Available Information

Our Annual Reports on Form 10-K, Quarterly Reports on Form 10-Q, Current Reports on Form 8-K, including exhibits, proxy and information statements and amendments to those reports filed or furnished pursuant to Sections 13(a), 14, and 15(d) of the Securities Exchange Act of 1934, as amended, or the Exchange Act, are available through the “Investors” portion of our website free of charge as soon as reasonably practicable after we electronically file such material with, or furnish it to, the Securities and Exchange Commission, or SEC. Our website is www.bicara.com.
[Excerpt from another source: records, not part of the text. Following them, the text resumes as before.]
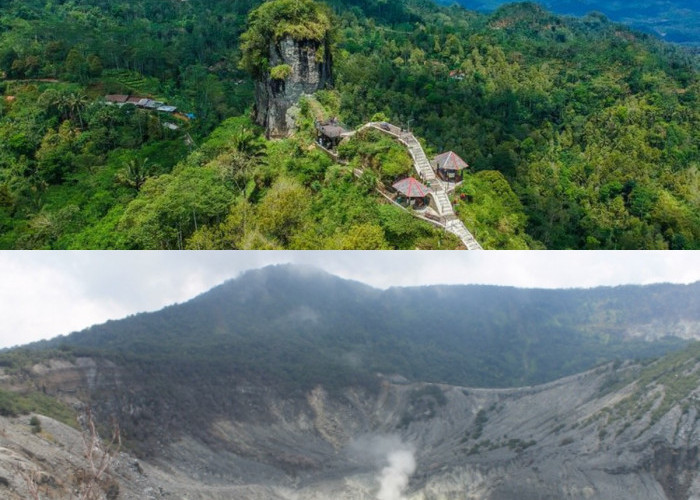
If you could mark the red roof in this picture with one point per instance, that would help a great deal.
(450, 161)
(411, 188)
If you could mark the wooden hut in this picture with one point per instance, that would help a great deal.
(329, 133)
(411, 192)
(449, 166)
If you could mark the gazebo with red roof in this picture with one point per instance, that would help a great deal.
(414, 192)
(449, 166)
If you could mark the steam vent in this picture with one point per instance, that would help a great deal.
(287, 49)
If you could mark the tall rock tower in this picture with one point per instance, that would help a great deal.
(287, 49)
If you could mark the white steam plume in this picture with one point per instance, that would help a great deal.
(395, 475)
(394, 459)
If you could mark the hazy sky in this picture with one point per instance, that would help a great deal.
(44, 294)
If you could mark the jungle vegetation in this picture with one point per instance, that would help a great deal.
(580, 133)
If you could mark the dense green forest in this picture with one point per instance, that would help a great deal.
(580, 133)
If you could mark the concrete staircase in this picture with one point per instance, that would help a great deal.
(422, 165)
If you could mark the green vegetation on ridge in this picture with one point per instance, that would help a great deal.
(580, 132)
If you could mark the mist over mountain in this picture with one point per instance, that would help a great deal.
(673, 20)
(318, 327)
(290, 383)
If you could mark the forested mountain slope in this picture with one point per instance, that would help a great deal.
(579, 132)
(305, 326)
(266, 387)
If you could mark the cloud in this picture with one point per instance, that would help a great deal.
(44, 294)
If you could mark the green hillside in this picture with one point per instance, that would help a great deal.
(579, 132)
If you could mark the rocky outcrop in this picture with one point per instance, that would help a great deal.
(296, 68)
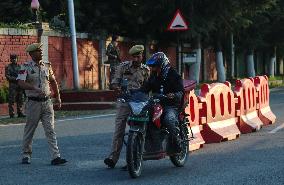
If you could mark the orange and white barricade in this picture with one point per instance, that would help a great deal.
(264, 112)
(246, 112)
(218, 113)
(192, 110)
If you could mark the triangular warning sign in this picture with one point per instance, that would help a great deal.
(178, 23)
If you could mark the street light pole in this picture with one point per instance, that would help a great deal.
(74, 45)
(37, 21)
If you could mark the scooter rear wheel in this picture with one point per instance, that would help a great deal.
(180, 159)
(134, 154)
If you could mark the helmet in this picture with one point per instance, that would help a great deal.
(13, 56)
(161, 60)
(158, 59)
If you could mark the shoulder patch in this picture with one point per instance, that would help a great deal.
(124, 63)
(145, 67)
Information on our website is not part of this Annual Report on Form 10-K or any of our other securities filings unless specifically incorporated herein by reference. In addition, our filings with the SEC may be accessed through the SEC’s Interactive Data Electronic Applications system at www.sec.gov. All statements made in any of our securities filings, including all forward-looking statements or information, are made as of the date of the document in which the statement is included, and we do not assume or undertake any obligation to update any of those statements or documents unless we are required to do so by law.

Our code of business conduct and ethics, corporate governance guidelines and the charters of our Audit Committee, Compensation Committee and Nominating and Corporate Governance Committee are available through the “Investors” portion of our website. We will also post to our website any amendments to our code of business conduct and ethics and any waivers that are required to be disclosed by the SEC or The Nasdaq Stock Market LLC Rules. Additionally, we routinely post information that may be important to inventors to the “Investors” section of our website. We encourage investors and potential investors to consult our website regularly for important information about our Company.